沼田英治 理学研究科教授、松田直樹 同博士課程学生、田中一裕 宮城学院女子大学教授、渡康彦 芦屋大学教授らの研究グループは、涼しい北日本では年1世代、暖かい南日本では年2世代の生活史(ライフサイクル)をもつ「シバスズ」という小型のコオロギにおいて、温暖化によって年2世代の地域が北へ広がったことを示しました。
本研究成果は、2018年10月4日に、米国の国際学術誌「Global Change Biology」のオンライン版に掲載されました。
研究者からのコメント
近年の温暖化が生物にどのような影響を与えたのかは興味深い課題です。しかし、実際に生息している生物の生活史にどのような影響があったかを広い範囲で調べた研究はありません。私たちは、小さなコオロギの大きさを測ることで、過去40年間に年間世代数に変化が見られたことを示し、温暖化と関係があると推定しました。このような成果の蓄積が、温暖化対策や生物の保全に役立つことを期待しています。
概要
先行研究により、日本各地のシバスズ成虫の体サイズが緯度に対してジグザグ型のグラフを示し、年1世代と年2世代の境界付近で成虫の体サイズが小さいことが明らかにされていました。

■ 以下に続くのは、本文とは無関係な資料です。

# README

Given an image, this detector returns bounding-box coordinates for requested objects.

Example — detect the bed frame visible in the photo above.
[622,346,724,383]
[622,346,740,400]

本研究グループは、この40年前の先行研究で調査されたシバスズの体サイズと、本研究グループが2015年から2017年にかけて日本各地から採集した標本5,500体の体サイズを比較しました。その結果、シバスズの生活史(ライフサイクル)の境界の緯度が1~2度北上したことを明らかにしました。また、シバスズが成長することができる暖かい季節の長さが40年前と比べて長くなったことから、かつて年1世代であった地域で年2世代の生活史をもつ個体が増えたと考えられます。
温暖化と並行して昆虫の分布が変化したという報告はありますが、本研究成果は、すでに分布している昆虫の生活史が変化したことを示した点で珍しい例であり、温暖化が生物にどのように影響するかを考える上で、貴重な成果であると考えられます。